Moya Greene
Moya Greene, Royal Mail chief executive, was paid a package worth £1.5m in the 2012/13 financial year Reuters

Royal Mail should pay Moya Greene a higher salary because she is the lowest paid chief executive in the FTSE 100, according to the communications firm's chairman.

Donald Brydon, who heads up newly privatised Royal Mail's executive board, said he thinks it's "only fair to pay Moya the right market rate for her job".

Greene pocketed a remuneration package worth £1.5m in the 2012/13 financial year, up from £1.1m in the previous period. Of that, £498,000 is a salary and the rest was made up with pension contributions, bonus payments and benefits such as medical insurance.

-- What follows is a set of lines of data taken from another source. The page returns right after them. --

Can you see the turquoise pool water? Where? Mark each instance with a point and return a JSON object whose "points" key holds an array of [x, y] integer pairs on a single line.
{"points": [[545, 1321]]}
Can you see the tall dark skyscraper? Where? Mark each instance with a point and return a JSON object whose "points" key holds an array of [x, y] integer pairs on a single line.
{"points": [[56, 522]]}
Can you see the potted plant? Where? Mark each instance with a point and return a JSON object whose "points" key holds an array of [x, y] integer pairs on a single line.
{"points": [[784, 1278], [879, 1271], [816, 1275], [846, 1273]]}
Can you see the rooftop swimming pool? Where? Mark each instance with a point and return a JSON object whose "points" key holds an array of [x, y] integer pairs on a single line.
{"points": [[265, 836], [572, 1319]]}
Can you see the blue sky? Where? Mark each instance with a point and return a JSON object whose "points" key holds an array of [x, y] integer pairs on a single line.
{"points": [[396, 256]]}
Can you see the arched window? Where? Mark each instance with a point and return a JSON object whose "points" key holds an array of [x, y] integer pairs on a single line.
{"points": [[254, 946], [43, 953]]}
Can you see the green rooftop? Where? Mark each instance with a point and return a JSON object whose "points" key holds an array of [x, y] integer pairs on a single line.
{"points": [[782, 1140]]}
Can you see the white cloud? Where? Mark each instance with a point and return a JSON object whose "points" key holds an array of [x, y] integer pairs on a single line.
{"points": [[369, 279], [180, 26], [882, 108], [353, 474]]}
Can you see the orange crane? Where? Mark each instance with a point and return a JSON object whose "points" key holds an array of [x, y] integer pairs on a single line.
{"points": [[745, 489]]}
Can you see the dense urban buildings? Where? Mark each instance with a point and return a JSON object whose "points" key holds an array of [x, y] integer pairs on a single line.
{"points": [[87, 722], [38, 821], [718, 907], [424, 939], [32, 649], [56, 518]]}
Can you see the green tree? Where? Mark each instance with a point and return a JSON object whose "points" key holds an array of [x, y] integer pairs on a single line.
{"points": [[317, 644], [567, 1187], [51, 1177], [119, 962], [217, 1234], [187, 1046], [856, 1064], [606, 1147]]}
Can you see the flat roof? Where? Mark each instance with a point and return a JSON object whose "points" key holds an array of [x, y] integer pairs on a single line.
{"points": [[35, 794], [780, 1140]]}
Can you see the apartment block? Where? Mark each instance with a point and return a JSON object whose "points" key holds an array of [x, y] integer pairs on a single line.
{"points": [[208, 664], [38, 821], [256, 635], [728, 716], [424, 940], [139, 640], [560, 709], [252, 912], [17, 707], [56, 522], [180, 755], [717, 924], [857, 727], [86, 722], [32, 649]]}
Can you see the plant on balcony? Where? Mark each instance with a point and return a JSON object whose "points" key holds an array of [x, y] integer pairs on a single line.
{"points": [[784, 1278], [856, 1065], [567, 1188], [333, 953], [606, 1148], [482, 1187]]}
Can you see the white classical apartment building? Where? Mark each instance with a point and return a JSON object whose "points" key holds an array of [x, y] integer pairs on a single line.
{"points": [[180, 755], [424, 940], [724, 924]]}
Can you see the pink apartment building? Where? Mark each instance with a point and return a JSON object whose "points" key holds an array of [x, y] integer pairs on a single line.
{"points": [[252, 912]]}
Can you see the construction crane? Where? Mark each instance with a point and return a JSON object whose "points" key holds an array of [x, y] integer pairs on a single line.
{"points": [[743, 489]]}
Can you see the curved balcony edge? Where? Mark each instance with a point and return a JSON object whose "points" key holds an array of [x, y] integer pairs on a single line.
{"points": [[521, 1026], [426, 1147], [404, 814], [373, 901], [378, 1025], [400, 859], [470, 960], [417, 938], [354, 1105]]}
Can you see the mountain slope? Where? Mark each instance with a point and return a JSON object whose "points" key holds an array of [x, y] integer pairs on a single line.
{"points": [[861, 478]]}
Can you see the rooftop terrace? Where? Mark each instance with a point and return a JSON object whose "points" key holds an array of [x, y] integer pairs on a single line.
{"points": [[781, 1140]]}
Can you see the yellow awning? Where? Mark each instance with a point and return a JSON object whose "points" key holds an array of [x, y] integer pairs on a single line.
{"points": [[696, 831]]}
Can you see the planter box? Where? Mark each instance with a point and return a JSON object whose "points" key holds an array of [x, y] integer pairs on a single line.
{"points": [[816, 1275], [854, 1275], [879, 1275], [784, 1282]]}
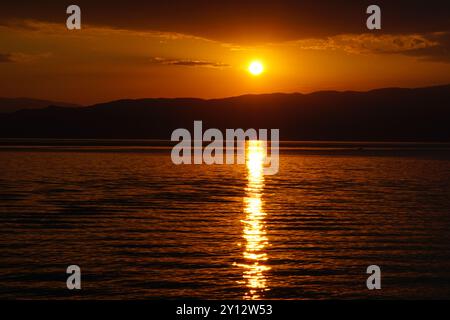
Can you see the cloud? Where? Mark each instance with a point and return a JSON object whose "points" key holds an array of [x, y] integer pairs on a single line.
{"points": [[18, 57], [6, 58], [189, 63], [243, 22], [431, 47]]}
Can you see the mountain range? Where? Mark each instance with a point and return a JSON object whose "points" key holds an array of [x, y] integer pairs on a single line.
{"points": [[391, 114]]}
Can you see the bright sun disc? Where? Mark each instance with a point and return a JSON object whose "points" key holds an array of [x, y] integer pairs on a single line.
{"points": [[256, 68]]}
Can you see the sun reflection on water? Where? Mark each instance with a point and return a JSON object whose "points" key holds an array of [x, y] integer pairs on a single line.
{"points": [[254, 229]]}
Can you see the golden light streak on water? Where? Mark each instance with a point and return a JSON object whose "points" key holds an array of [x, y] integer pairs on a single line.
{"points": [[254, 229]]}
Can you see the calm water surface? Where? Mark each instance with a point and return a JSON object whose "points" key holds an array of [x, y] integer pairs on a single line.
{"points": [[141, 227]]}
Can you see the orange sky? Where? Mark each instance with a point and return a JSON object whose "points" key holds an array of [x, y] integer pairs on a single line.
{"points": [[42, 59]]}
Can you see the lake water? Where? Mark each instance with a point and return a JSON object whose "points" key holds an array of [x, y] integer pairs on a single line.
{"points": [[140, 227]]}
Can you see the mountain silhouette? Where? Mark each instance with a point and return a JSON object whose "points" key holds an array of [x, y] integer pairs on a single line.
{"points": [[392, 114]]}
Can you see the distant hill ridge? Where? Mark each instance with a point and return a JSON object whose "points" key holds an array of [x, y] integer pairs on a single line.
{"points": [[390, 114]]}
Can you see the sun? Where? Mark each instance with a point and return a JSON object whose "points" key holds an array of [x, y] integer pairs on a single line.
{"points": [[256, 68]]}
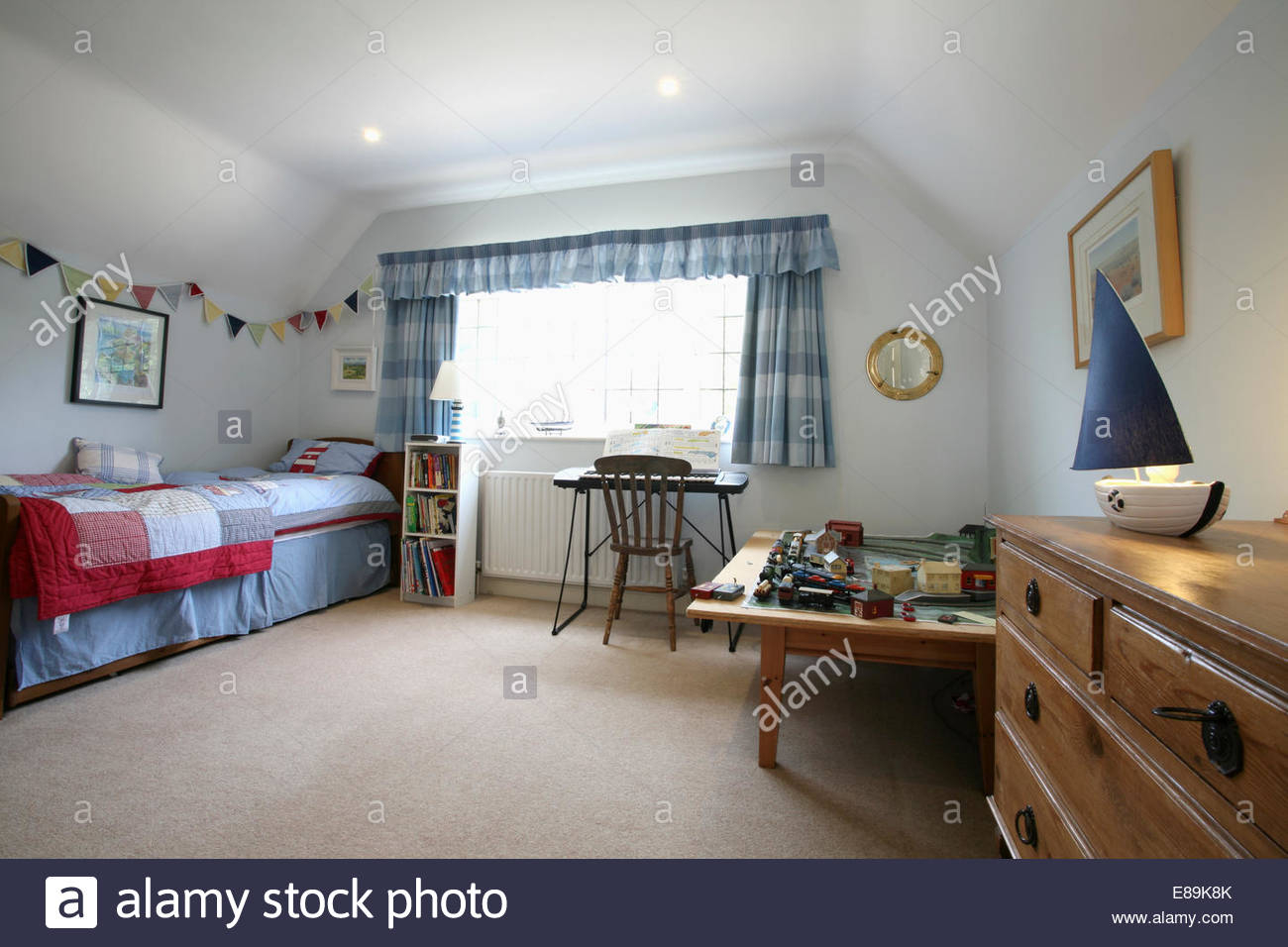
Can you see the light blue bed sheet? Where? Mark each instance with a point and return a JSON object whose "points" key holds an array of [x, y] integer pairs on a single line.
{"points": [[309, 571]]}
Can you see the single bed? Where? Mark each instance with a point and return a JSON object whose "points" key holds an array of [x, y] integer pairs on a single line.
{"points": [[351, 554]]}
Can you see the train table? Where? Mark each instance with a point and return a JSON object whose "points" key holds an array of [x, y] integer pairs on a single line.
{"points": [[923, 641]]}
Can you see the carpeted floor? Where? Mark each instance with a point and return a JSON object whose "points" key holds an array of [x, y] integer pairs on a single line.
{"points": [[377, 728]]}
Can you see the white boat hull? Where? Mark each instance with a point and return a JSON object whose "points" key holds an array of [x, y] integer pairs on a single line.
{"points": [[1166, 509]]}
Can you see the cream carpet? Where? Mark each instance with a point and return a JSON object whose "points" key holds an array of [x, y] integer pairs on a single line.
{"points": [[378, 729]]}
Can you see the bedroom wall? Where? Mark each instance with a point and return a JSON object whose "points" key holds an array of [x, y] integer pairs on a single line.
{"points": [[206, 371], [1223, 116], [910, 468]]}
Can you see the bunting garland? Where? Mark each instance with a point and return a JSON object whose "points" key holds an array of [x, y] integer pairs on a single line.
{"points": [[31, 261]]}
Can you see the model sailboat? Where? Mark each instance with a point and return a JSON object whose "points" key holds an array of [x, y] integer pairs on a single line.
{"points": [[1128, 421]]}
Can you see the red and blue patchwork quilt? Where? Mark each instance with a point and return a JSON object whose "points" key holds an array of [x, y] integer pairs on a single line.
{"points": [[84, 545]]}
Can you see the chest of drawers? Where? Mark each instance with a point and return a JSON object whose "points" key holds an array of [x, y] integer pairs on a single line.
{"points": [[1141, 690]]}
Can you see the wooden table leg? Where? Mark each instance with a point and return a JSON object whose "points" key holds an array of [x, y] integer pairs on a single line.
{"points": [[773, 659], [986, 698]]}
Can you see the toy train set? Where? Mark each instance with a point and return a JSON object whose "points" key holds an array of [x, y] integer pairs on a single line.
{"points": [[814, 575]]}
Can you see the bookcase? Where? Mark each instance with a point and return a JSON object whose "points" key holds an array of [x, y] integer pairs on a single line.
{"points": [[439, 525]]}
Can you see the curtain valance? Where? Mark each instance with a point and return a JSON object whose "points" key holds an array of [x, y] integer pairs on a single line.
{"points": [[742, 248]]}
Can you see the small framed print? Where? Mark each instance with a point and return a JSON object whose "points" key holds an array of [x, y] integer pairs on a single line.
{"points": [[119, 356], [353, 368], [1131, 236]]}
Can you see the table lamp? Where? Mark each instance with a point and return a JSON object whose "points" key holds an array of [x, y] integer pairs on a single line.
{"points": [[1128, 420], [450, 385]]}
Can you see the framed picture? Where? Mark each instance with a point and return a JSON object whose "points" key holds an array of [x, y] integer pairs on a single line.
{"points": [[119, 356], [353, 368], [1131, 237]]}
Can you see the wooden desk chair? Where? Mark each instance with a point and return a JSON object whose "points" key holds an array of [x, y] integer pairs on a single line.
{"points": [[632, 482]]}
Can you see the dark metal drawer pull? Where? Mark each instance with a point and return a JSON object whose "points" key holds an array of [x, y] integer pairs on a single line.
{"points": [[1033, 596], [1029, 832], [1030, 701], [1222, 737]]}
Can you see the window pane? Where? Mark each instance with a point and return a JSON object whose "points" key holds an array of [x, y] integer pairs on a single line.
{"points": [[616, 354]]}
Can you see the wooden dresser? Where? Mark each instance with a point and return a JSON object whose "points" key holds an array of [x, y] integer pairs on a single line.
{"points": [[1141, 690]]}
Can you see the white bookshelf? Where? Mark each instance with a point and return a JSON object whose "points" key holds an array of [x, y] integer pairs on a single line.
{"points": [[420, 534]]}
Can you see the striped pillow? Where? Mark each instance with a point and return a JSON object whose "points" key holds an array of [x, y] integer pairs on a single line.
{"points": [[116, 464]]}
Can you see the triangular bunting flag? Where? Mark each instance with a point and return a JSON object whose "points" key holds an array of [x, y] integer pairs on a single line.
{"points": [[143, 294], [75, 278], [11, 252], [38, 261], [170, 292], [110, 290]]}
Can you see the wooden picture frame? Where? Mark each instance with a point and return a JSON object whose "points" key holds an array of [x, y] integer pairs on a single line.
{"points": [[119, 355], [353, 368], [1132, 236]]}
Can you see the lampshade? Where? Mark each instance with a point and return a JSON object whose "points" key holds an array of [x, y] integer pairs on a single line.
{"points": [[449, 384], [1127, 416]]}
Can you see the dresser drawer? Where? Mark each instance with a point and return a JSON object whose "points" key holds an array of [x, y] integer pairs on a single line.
{"points": [[1025, 809], [1146, 668], [1056, 607], [1121, 808]]}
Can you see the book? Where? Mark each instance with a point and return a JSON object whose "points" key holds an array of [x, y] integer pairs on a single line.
{"points": [[699, 447]]}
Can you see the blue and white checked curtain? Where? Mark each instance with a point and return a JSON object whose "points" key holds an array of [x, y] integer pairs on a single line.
{"points": [[785, 406], [420, 335], [782, 325]]}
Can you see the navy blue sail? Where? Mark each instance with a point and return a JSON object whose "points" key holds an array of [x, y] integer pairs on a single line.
{"points": [[1127, 416]]}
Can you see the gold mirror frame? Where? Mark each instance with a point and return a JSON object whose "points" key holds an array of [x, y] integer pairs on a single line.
{"points": [[936, 365]]}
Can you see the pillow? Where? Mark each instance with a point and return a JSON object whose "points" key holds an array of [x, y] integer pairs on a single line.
{"points": [[115, 464], [327, 458]]}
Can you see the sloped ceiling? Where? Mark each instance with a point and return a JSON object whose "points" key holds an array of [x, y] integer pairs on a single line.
{"points": [[120, 149]]}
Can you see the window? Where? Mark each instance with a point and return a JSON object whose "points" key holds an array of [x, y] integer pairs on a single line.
{"points": [[612, 355]]}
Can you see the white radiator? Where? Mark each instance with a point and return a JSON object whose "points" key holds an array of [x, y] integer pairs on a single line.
{"points": [[524, 532]]}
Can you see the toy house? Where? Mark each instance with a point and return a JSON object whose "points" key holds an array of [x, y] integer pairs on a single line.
{"points": [[892, 579], [849, 532], [978, 577], [939, 578], [872, 603]]}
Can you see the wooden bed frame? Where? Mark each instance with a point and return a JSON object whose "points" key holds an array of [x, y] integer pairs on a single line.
{"points": [[389, 472]]}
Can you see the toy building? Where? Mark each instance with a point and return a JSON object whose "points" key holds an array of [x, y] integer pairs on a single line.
{"points": [[892, 579], [872, 603], [978, 577], [939, 578]]}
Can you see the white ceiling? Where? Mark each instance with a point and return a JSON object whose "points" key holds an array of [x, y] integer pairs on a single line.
{"points": [[121, 147]]}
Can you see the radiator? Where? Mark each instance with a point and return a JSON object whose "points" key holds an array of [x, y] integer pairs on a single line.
{"points": [[524, 532]]}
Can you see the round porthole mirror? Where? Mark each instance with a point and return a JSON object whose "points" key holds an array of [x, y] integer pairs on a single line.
{"points": [[903, 364]]}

She handed back a £120,000 payment by Royal Mail to fund the Canadian's purchase of a house in the UK amid public uproar. Before tax, the payment was worth £250,000.

"I'm not in the school that says top executive pay is without fault, there are parts of it that are egregious and wrong," Brydon told The Telegraph.

"But happily we are so far away from that end of it that to try and right-size her a bit I think is a necessary part of making sure we keep her."

Dave Ward, deputy general secretary of the Communication Workers Union (CWU), warned Royal Mail to "be mindful of the gulf between the pay of senior staff and the lowest-paid employees, particularly as those on the lowest incomes are financially squeezed because of the increase in the cost of living."

He added: "The UK has one of the highest pay gaps in its private sector companies in the world and any steps towards addressing these inequalities instead of making them worse would be welcomed."

Royal Mail was floated onto the London Stock Exchange in a controversial sell-off by the British government.

Shares were initially sold at an offer price of 330p, but the price rocketed when trading began in October. At the time of publishing it sat at 601p.

Business Secretary Vince Cable, alongside his investment bank advisers UBS and Goldman Sachs, was accused of undervaluing Royal Mail and costing taxpayers billions of pounds in lost potential revenues.

Cable and the banks insisted they were told by the institutional investors targeted in the shares sale that they would walk away at any price above 330p.

He tried to blame an on-going labour relations issue between Royal Mail and the CWU for weighing on the offer price.

However the dispute has since been resolved with the CWU securing a 9% pay rise spread over three years for Royal Mail staff as well as several legally-binding agreements, including no further sell-offs of parts of the firm before 2019.

The government still has a 38% stake in Royal Mail. During the share offer 10% of the stock was allocated to employees to give them a direct financial stake in the business.